Krylov "Larchik". Masal için illüstrasyon

Krylov, masal "Kuğu, Turna ve Yengeç" - özet

"Yoldaşlar arasında anlaşma olmadığında işleri iyi gitmeyecektir." Bir gün Swan, Cancer ve Pike bagajlı bir araba taşımaya başladılar ve kendilerini ona koştular. Ancak "Kuğu bulutlara doğru koşuyor, Yengeç geri çekiliyor ve Turna balığı suya doğru çekiyor." Hepsi ellerinden gelenin en iyisini yapmaya çalışsa da “araba hâlâ orada.” (Masalın tam metnine bakın.)

Krylov "Kuğu, Turna ve Yengeç"

Krylov, "Avdaki Aslan" masalı - özet

Köpek, Aslan, Kurt ve Tilki yakaladıkları avı kendi aralarında eşit olarak paylaşma konusunda anlaştılar. Geyiği ilk yakalayan Tilki oldu. Yoldaşlarından üçü bölünme konusunda anlaştı. Aslan, geyiği dörde böldü, ilk kısmı “anlaşmaya göre” kendine aldı, ikinci kısmı da kendisi için, “aslan gibi”, üçüncüsü ise dördün en güçlüsü olduğu için ve yaklaşık dördüncü kısmı şu uyarıda bulundu: "Sizden kim ona pençesini uzatırsa, bulunduğu yerden canlı olarak kalkamaz."

Krylov, masal "Yalancı" - özet

"Uzak yolculuklardan dönen" bir yalan aşığı, bir tanıdığına denizaşırı ülkelerin harikalarından bahsetti. Yurt dışında gece olmadığını ısrarla söylüyordu ama Roma'da dağ büyüklüğünde bir salatalık vardı. Yalancının muhatabı, Rusya'da pek çok mucizenin olduğunu kaydetti. Mesela şu anda yaklaşmakta oldukları köprü özeldir: Tek bir yalancı nehri geçemez - kesinlikle suya düşecektir. Yurt dışından gelen aldatıcı, hemen Roma salatalığının belki dağ büyüklüğünde değil, ev büyüklüğünde olduğunu, İtalya'daki evlerin çok küçük olduğunu söylemeye başladı. Nehre daha da yaklaşan yalancı, arkadaşına köprüye gitmemesini, bir geçit aramasını önerdi.
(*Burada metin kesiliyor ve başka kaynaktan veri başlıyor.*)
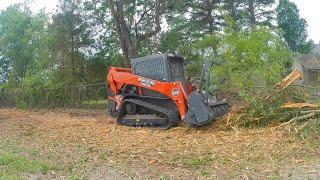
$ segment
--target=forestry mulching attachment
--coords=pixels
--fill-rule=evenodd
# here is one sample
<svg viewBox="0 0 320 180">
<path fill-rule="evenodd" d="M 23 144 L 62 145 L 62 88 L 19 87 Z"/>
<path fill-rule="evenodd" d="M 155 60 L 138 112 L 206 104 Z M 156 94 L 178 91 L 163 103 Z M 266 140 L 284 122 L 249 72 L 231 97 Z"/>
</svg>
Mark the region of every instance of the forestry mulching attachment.
<svg viewBox="0 0 320 180">
<path fill-rule="evenodd" d="M 110 67 L 108 111 L 125 126 L 168 129 L 181 122 L 207 124 L 225 115 L 229 107 L 209 93 L 211 67 L 211 62 L 203 64 L 195 86 L 186 81 L 183 58 L 175 55 L 133 59 L 131 69 Z"/>
</svg>

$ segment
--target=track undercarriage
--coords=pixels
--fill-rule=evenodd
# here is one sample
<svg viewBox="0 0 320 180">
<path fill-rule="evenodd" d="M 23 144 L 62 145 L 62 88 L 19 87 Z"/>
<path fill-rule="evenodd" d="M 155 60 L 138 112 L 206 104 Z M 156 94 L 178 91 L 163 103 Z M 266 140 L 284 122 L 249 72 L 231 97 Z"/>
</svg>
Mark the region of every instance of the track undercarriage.
<svg viewBox="0 0 320 180">
<path fill-rule="evenodd" d="M 176 110 L 151 100 L 126 99 L 119 109 L 117 122 L 124 126 L 169 129 L 179 122 Z"/>
</svg>

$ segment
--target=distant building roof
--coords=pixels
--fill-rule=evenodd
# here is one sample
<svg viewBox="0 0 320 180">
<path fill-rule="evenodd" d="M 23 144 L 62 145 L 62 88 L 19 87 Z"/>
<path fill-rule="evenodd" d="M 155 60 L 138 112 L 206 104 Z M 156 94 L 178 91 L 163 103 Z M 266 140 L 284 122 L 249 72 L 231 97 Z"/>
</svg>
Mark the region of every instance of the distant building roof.
<svg viewBox="0 0 320 180">
<path fill-rule="evenodd" d="M 320 43 L 316 44 L 316 46 L 314 47 L 313 54 L 320 55 Z"/>
<path fill-rule="evenodd" d="M 313 54 L 302 55 L 299 60 L 304 68 L 320 70 L 320 60 Z"/>
</svg>

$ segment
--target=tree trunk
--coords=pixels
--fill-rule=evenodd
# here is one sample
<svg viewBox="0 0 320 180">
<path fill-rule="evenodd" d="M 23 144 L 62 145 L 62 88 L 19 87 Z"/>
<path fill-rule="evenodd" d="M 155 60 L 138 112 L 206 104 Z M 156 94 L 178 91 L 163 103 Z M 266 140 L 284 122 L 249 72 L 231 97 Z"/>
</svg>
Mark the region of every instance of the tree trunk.
<svg viewBox="0 0 320 180">
<path fill-rule="evenodd" d="M 212 4 L 211 0 L 204 0 L 204 8 L 207 11 L 207 23 L 209 24 L 209 33 L 212 34 L 214 32 L 214 19 L 212 17 Z"/>
<path fill-rule="evenodd" d="M 254 0 L 248 0 L 248 1 L 249 1 L 250 23 L 251 23 L 251 26 L 254 27 L 254 25 L 257 24 L 255 10 L 254 10 Z"/>
</svg>

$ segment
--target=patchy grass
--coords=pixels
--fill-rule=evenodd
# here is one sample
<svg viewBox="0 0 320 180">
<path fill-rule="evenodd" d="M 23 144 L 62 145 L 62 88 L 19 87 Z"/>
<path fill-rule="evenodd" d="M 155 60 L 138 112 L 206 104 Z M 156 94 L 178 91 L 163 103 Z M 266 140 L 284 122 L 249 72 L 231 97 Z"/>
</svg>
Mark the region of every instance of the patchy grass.
<svg viewBox="0 0 320 180">
<path fill-rule="evenodd" d="M 221 128 L 226 122 L 220 120 L 199 129 L 180 126 L 163 131 L 118 126 L 103 110 L 83 109 L 0 109 L 0 116 L 0 155 L 30 167 L 1 165 L 5 179 L 39 173 L 57 179 L 320 175 L 319 136 L 300 138 L 295 127 L 226 129 Z M 50 164 L 59 168 L 52 170 Z"/>
<path fill-rule="evenodd" d="M 0 179 L 21 179 L 25 174 L 47 174 L 54 167 L 43 161 L 31 149 L 19 147 L 11 141 L 0 141 Z"/>
</svg>

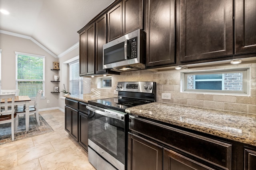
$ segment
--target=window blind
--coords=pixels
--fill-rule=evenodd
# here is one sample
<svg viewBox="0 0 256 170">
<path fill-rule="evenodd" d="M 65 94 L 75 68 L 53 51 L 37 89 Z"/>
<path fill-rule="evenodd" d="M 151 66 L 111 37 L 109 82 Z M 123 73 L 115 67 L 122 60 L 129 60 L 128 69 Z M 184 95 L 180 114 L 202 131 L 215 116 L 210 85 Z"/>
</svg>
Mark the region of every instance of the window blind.
<svg viewBox="0 0 256 170">
<path fill-rule="evenodd" d="M 15 52 L 16 88 L 20 96 L 34 98 L 38 90 L 44 96 L 44 56 Z"/>
<path fill-rule="evenodd" d="M 80 95 L 83 94 L 83 78 L 79 76 L 79 60 L 69 63 L 69 87 L 71 94 Z"/>
</svg>

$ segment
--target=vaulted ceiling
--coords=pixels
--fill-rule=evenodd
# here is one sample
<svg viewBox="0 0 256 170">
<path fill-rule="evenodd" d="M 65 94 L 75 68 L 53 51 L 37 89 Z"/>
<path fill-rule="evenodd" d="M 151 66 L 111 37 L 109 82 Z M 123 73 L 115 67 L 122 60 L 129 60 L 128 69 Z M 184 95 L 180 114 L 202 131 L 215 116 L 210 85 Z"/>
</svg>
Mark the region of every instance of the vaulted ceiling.
<svg viewBox="0 0 256 170">
<path fill-rule="evenodd" d="M 0 0 L 0 31 L 31 37 L 55 57 L 77 44 L 77 31 L 114 0 Z"/>
</svg>

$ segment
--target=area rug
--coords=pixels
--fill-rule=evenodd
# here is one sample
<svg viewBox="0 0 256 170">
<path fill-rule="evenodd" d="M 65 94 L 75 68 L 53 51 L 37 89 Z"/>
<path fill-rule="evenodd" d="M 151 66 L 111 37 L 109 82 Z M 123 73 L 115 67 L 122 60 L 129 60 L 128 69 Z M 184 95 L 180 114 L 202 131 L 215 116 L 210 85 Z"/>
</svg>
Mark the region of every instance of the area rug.
<svg viewBox="0 0 256 170">
<path fill-rule="evenodd" d="M 36 121 L 36 117 L 33 115 L 29 116 L 29 131 L 26 131 L 25 117 L 20 116 L 18 130 L 14 132 L 14 140 L 12 141 L 11 123 L 0 125 L 0 145 L 14 141 L 18 141 L 52 132 L 53 130 L 50 125 L 39 115 L 40 126 Z"/>
</svg>

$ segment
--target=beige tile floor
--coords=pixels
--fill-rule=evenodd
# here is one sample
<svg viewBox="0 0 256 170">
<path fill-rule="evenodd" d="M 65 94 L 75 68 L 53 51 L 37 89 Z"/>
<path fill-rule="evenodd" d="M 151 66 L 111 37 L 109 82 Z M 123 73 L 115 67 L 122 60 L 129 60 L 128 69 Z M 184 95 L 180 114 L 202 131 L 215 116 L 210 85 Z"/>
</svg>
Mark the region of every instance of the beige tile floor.
<svg viewBox="0 0 256 170">
<path fill-rule="evenodd" d="M 0 145 L 0 170 L 95 170 L 64 130 L 64 113 L 39 112 L 54 131 Z"/>
</svg>

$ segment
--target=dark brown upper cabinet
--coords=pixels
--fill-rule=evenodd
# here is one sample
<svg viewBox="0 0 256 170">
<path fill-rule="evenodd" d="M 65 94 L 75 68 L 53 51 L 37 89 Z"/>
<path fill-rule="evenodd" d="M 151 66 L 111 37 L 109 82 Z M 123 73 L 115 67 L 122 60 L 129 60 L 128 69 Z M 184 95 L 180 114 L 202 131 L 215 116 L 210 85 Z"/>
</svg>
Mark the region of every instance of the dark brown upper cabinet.
<svg viewBox="0 0 256 170">
<path fill-rule="evenodd" d="M 85 29 L 86 33 L 86 74 L 95 73 L 95 31 L 94 23 L 93 23 Z"/>
<path fill-rule="evenodd" d="M 147 67 L 176 62 L 175 2 L 146 1 Z"/>
<path fill-rule="evenodd" d="M 256 52 L 256 1 L 235 2 L 235 55 Z"/>
<path fill-rule="evenodd" d="M 108 42 L 123 35 L 122 2 L 108 12 Z"/>
<path fill-rule="evenodd" d="M 86 45 L 86 35 L 85 30 L 81 32 L 80 34 L 79 39 L 79 75 L 86 75 L 86 51 L 85 46 Z"/>
<path fill-rule="evenodd" d="M 143 0 L 123 1 L 123 35 L 143 28 Z"/>
<path fill-rule="evenodd" d="M 107 43 L 106 14 L 104 14 L 95 21 L 95 58 L 96 74 L 106 73 L 103 69 L 103 45 Z"/>
<path fill-rule="evenodd" d="M 80 34 L 80 76 L 95 74 L 95 34 L 94 23 Z"/>
<path fill-rule="evenodd" d="M 233 9 L 232 0 L 180 0 L 181 62 L 233 55 Z"/>
<path fill-rule="evenodd" d="M 108 42 L 143 29 L 143 0 L 124 0 L 108 12 Z"/>
</svg>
Krylov, "Tilki ve Üzümler" masalı - özet

Aç Tilki üzüm bahçesine tırmandı ama tek bir sulu çalı alamadı: hepsi çok yükseğe asılıydı. Bir saatini boşa harcayan Tilki, üzümlerin ekşi ve olgunlaşmamış olduğunu söyleyerek uzaklaştı - bunlar ancak dişleri sinirlendirebilirdi.

Krylov, "Tilki ve Dağ sıçanı" masalı - özet

Dağ Sıçanı, kendisine tavuk kümesindeki görevinden rüşvet karşılığında haksız yere mahrum bırakıldığından şikayet eden Tilki ile tanıştı. Tilki, tavuklar arasında geceleri yeterince uyumadığını ve yeterince yemek yemediğini, ancak yine de iftira kurbanı olduğunu anlattı. "Hayır, dedikodu, burnunun tüylerle kaplı olduğunu sık sık gördüm," diye yanıtladı Marmot.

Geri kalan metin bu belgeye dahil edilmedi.